El 20 de marzo de 1995, lunes, era un día tranquilo de principios de primavera. El elegido por la secta Aum Shinrikyo (Verdad Suprema) para desencadenar el Apocalipsis en Japón. Ese lunes el metro de Tokio sufrió cinco ataques coordinados que liberaron gas sarín en varios vagones. Hubo trece muertos, más de 2000 heridos y unos 6000 afectados. Ese día, Haruki Murakami (Kioto, 1949), el autor japonés más celebrado y leído en el mundo, que entonces vivía en Massachusetts, se encontraba de vacaciones en su casa japonesa de Ooiso. Años después, una carta al director le hizo sentir “el deseo de conocer a todas las víctimas” y de profundizar en la doble violencia que habían padecido sus compatriotas, la terrorista y “esa colectiva y cotidiana que lo invade todo en Japón” y que se tradujo en un ambiente laboral hostil y una tensión crecientes hacia los convalencientes a medida que los efectos secundarios del ataque se hacían evidentes y les impedían producir al nivel de antes.

Murakami quería contar su historia. Entrevistó a lo largo de un año y medio, en 1996, a casi un centenar de víctimas, a viudas y hermanos de quienes hoy no tienen voz, o no se atreven a ser señalados como débiles por vecinos y compañeros de trabajo. El resultado es un libro demoledor, este Underground (Tusquets) que hoy anticipa El Cultural y que recorre todas las estaciones del miedo, la rabia y el dolor.

“No soy una víctima, soy un superviviente”

Toshiaki Toyoda (52). Nacido en la prefactura de Yamagata, al nordeste de Japón, el señor Toyoda entró a trabajar para la Autoridad del Metro el 20 de marzo de 1964, 34 años antes del mismo día en el que se produjo el atentado. “Después de graduarme no había trabajo en el campo. Me vine a Tokio con un futón bajo el brazo para al menos poder echarme a dormir en alguna parte”. No estaba especialmente interesado en el metro, pero siguió los consejos de un familiar y encontró el que a día de hoy continúa siendo su trabajo. En la actualidad es encargado de estación.
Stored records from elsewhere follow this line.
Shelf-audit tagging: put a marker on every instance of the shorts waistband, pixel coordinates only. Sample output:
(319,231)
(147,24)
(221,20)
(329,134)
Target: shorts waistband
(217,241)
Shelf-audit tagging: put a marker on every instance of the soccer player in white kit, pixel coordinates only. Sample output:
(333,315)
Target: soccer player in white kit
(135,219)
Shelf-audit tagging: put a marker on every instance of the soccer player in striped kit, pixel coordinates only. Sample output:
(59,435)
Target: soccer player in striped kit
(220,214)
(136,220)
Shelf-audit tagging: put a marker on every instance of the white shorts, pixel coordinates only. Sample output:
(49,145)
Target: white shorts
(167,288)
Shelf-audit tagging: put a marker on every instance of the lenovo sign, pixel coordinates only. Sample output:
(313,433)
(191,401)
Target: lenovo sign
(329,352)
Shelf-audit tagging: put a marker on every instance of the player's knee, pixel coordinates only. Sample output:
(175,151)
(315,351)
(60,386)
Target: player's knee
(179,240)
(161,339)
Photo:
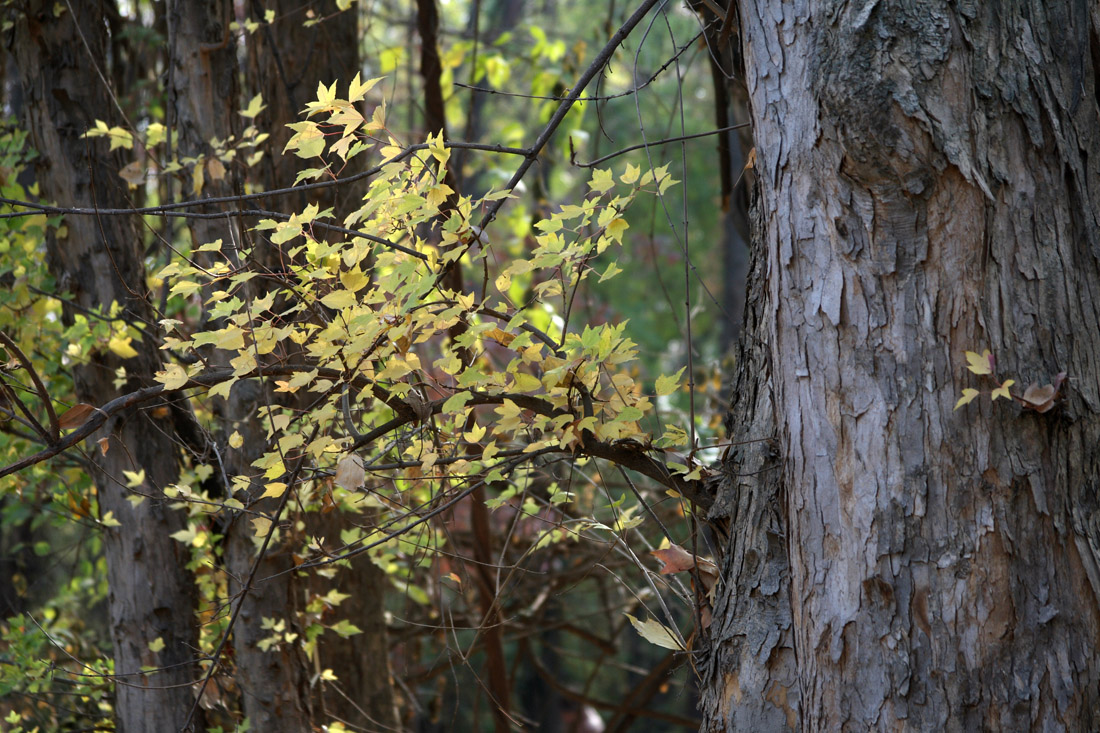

“En primer lugar, quisiera decir que preferiría no hablar de aquel asunto. La noche anterior al atentado trabajé con Takahashi [una de las víctimas mortales] en el turno de noche. Cuando ocurrió, yo estaba a cargo del servicio de monitores de la línea Chiyoda. Dos compañeros murieron siendo yo responsable del turno, dos hombres con los que compartía comedor. Entiendo que es importante saber lo que pasó, pero no puedo obviar mis sentimientos. Cuando empiezo a olvidar, sucede algo que me lo trae todo de vuelta. No puedo seguir así eternamente. En fin, trataré de contárselo lo mejor que pueda…

Aquel día tenía turno de veinticuatro horas. Me pasé la noche en la estación y trabajé aproximadamente hasta las 8 de la mañana. A eso de las 7:40 le transferí el mando a Okazawa, el asistente del jefe de estación.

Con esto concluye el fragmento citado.